As a result of his severe defeat in the midterm elections, the president is forced to coexist with his adversaries and is given the cold shoulder by those in his own camp.

There are just about 730 days before the U.S. presidential elections. This is an eternity when you have lost most of your leverage in government, when the majority in the two legislative chambers belongs to the opposition and when the party that got you elected has abandoned you and is looking in adulation at Hillary Clinton — the one who aspires to take your place. Briefly put, Barack Obama has virtually lost his power and touch.

If you need convincing, you just have to look at what has been happening during the last two months, while Democratic candidates in the Senate or House of Representatives were campaigning to be elected or reelected. Very few of them wanted Barack Obama to come and support them. In much the same way, he was only invited to about 30 meetings in the states where Democrats were, in theory, not at risk of losing very much.

At the same time, Hillary Clinton was required to be in those states where the vote promised to be tight — states such as Iowa, New Hampshire, Florida and North Carolina.
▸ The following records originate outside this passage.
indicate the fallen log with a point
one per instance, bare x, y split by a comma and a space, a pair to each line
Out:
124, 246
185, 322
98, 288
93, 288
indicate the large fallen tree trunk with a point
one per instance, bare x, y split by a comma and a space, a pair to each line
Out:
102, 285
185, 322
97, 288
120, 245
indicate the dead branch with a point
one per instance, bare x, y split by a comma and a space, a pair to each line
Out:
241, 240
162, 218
In doing so, she made 42 appearances. Her husband, Bill, the veritable rock star of the Democratic Party, made even more. He presided over 53 meetings in 54 days.

From a French point of view, this disaffection for Obama seems almost unfair. Certainly, he has been a feeble and indecisive president, particularly with regard to foreign policy. His attempt to halt Putin in the Ukrainian crisis wasn't great, nor was his response to Bashar Assad when he used chemical weapons against his own people, and his attempt to prevent the jihadist Islamic State from becoming a threat to stable countries in the region was even worse. Even if he did decide to send reinforcements to the 1,500 men who make up the "military advisers" in Iraq at the end of the week, it seems a little late to become aware of this danger.

Disparities

On the other hand, as opposed to many countries and particularly those in Europe, the United States has re-embarked upon an economic plan. A stock exchange which is faring better and an unemployment rate which is constantly dropping are increasingly significant developments. America is giving the sense that it has got itself going again quite swiftly.
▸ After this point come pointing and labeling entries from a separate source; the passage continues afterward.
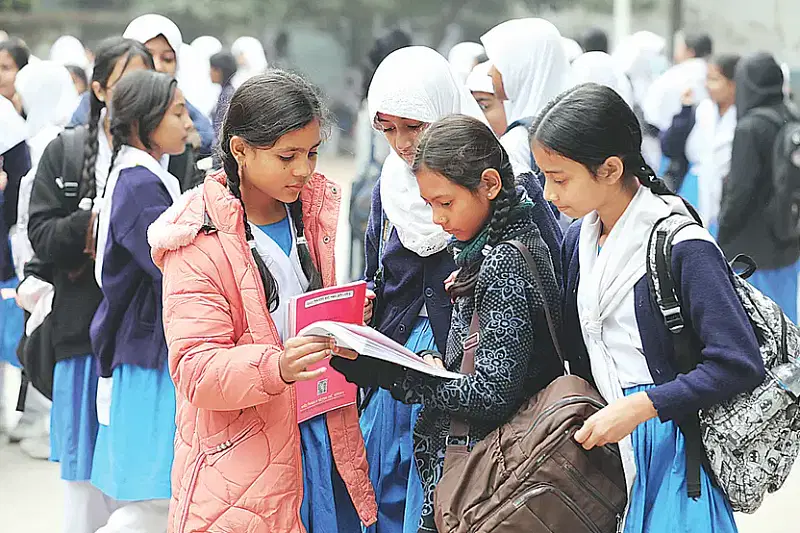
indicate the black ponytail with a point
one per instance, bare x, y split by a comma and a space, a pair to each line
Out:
590, 123
262, 110
461, 148
109, 53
However, all the newspapers across the pond are highlighting that the main reason for the Republican victory is because the Americans don't feel as if their country is on a roll, as it was under Ronald Reagan or Bill Clinton. The average income is no longer increasing, or at least by very little. Rather, the wealthy are the ones who have profited from the economic recovery. For the middle class, not to mention those left behind, such pessimism for the future is appropriate and with it, the American dream has disappeared — two-thirds of voters believe their children won't live as well as they do. According to an exit poll, 45 percent of voters cited the economy as the main issue that guided their choice; this came even before immigration, health reform, gun control or foreign policy, which accounted for only 13 percent of voters' decision.

Obama's problem is that in the two years of his presidency that remain, there is little chance that he will be able to give his fellow citizens the optimism that he was unable to inspire in them when he was in complete control. In fact, he will now have to work alongside a hostile Congress: a Congress that will present laws to him, which he will be tempted to veto, a right accorded to him by the Constitution. Let's just say that America is in danger of treading water until November 2016.
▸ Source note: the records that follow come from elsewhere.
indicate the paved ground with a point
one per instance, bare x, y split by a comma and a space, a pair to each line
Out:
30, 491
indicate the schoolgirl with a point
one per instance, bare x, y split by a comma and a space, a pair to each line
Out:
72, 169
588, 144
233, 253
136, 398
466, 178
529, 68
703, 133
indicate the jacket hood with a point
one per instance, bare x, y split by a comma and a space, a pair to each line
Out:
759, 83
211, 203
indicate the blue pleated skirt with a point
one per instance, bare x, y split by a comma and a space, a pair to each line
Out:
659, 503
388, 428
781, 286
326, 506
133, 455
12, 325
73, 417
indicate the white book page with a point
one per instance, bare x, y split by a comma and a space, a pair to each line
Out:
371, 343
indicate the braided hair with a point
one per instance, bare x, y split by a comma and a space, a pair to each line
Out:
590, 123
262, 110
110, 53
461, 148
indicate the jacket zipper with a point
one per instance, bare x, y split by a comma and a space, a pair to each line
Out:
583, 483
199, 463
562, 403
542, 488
That is unless Republicans figure out that pressing pause on the nation for two years would be the best gift they could give to Hillary Clinton. It is doubtful that the voters' rejection of Barack Obama is a rally behind a Republican camp that is not completely rid of the populist excesses demonstrated by members of the Tea Party movement. For the new majority, agreeing to cooperate with the White House could prove to be tactically clever. This is the only chance Obama has to finish his term in office in a better state than expected.